Née dans l’Ohio en 1931, Toni Morrison est morte à New York le 5 août dernier. Auteure de l’une des œuvres littéraires majeures de la fin du XXe et début du XXIe siècle, elle s’est d’abord appuyée sur son formidable travail d’éditrice du Black Book, pour écrire ensuite un ensemble de romans et d’essais qui permettent de transcender les traumas, de déployer les forces vives de l’imagination, de porter les voix au-delà de l’au-delà.

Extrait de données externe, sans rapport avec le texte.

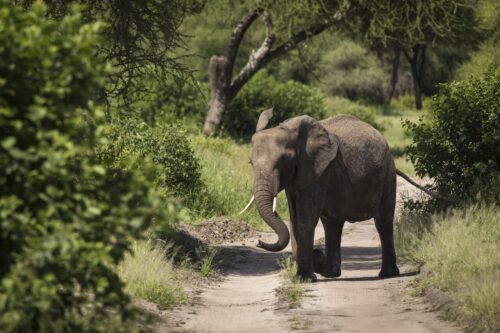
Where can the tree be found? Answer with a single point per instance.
(66, 218)
(284, 30)
(140, 35)
(410, 27)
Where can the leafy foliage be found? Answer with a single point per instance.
(458, 144)
(138, 36)
(65, 218)
(350, 71)
(288, 99)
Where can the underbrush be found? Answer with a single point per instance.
(228, 174)
(460, 250)
(158, 272)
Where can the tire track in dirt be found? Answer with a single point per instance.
(245, 301)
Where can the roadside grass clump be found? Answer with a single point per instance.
(457, 142)
(228, 175)
(206, 256)
(149, 274)
(460, 251)
(341, 105)
(288, 99)
(291, 289)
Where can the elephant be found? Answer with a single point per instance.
(334, 170)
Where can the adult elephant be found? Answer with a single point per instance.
(338, 169)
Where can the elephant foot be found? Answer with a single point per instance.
(318, 261)
(307, 277)
(390, 271)
(331, 272)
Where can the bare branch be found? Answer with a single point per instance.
(265, 55)
(236, 38)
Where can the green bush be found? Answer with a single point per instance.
(350, 71)
(457, 144)
(460, 250)
(341, 105)
(165, 99)
(65, 219)
(289, 99)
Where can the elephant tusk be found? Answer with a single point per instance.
(248, 205)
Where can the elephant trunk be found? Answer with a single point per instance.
(264, 194)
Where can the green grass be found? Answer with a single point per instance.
(228, 174)
(398, 140)
(461, 251)
(291, 289)
(149, 275)
(207, 256)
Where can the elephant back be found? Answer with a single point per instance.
(364, 150)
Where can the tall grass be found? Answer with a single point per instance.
(228, 174)
(291, 289)
(149, 275)
(461, 251)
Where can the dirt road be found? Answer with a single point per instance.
(246, 301)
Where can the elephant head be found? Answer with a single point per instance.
(291, 155)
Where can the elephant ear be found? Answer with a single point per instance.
(264, 118)
(316, 150)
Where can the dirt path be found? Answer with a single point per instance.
(245, 301)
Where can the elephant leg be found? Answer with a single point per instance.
(333, 234)
(293, 220)
(385, 228)
(306, 212)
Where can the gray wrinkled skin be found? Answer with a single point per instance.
(338, 169)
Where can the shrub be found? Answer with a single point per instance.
(350, 71)
(458, 143)
(289, 99)
(175, 168)
(340, 105)
(460, 250)
(65, 219)
(407, 102)
(164, 99)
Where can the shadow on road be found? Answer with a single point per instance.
(246, 260)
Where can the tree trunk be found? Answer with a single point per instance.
(417, 62)
(223, 87)
(394, 74)
(218, 91)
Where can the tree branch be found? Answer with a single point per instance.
(265, 55)
(236, 38)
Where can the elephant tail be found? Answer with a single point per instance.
(435, 195)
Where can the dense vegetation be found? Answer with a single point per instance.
(102, 148)
(66, 217)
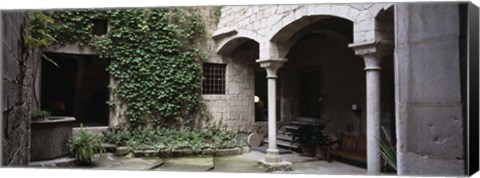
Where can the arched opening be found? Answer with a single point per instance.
(324, 78)
(237, 107)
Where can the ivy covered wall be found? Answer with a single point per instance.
(155, 57)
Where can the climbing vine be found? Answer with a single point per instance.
(155, 58)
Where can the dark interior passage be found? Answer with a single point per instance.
(78, 88)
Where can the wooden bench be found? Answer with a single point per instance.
(350, 146)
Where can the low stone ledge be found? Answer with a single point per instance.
(109, 148)
(280, 166)
(123, 150)
(228, 152)
(145, 153)
(60, 162)
(184, 152)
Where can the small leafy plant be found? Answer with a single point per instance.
(170, 139)
(84, 145)
(388, 151)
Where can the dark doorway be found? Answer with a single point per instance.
(261, 105)
(310, 94)
(78, 88)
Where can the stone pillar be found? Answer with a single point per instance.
(272, 66)
(371, 56)
(1, 90)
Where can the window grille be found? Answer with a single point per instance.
(214, 79)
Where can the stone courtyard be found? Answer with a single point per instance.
(363, 69)
(245, 163)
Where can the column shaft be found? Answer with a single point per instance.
(272, 116)
(373, 122)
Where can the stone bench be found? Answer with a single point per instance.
(351, 147)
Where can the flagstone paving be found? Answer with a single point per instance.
(245, 163)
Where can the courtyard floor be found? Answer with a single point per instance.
(245, 163)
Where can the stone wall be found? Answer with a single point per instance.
(19, 64)
(263, 22)
(428, 90)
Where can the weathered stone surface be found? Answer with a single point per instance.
(237, 164)
(245, 149)
(229, 151)
(145, 153)
(109, 147)
(187, 164)
(18, 67)
(109, 161)
(59, 162)
(429, 110)
(122, 150)
(254, 140)
(50, 137)
(280, 166)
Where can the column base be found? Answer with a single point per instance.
(273, 156)
(279, 166)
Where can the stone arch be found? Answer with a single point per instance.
(312, 13)
(233, 39)
(283, 30)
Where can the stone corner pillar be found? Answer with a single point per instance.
(372, 53)
(272, 66)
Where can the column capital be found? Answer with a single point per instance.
(272, 65)
(372, 52)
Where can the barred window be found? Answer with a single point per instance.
(214, 78)
(100, 27)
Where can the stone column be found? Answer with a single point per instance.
(272, 65)
(1, 90)
(371, 56)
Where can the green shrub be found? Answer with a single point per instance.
(169, 139)
(84, 145)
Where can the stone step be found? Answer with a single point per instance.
(284, 137)
(300, 123)
(290, 127)
(284, 143)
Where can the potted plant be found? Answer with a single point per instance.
(308, 137)
(40, 114)
(84, 145)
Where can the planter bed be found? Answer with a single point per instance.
(124, 150)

Beaucoup d’images peuvent hanter pour longtemps les esprits à la lecture des onze romans de Toni Morrison. L’une d’entre elles, indélébile, serait le ventre sans nombril de Pilate, l’une des figures centrales de La chanson de Salomon (1977). Dominé par les chants des spirituals et les nombreuses croyances des descendants d’esclaves aux Amériques, le livre est porté par ce personnage de femme, flottant et singulier, qui a réussi à naître seule en quittant le ventre de sa mère morte en couches et dont l’ombilic, une fois cicatrisé, s’est effacé à jamais. « Après que leur mère fut morte, elle s’était débattue pour se frayer un passage hors de son sein, sans l’aide de contractions des muscles ou de la poussée ruisselante des eaux utérines. C’est pourquoi tout le temps qu’il fut proche de sa sœur, il lui connut un ventre aussi lisse et ferme que son dos, sans nulle ponctuation d’un nombril ».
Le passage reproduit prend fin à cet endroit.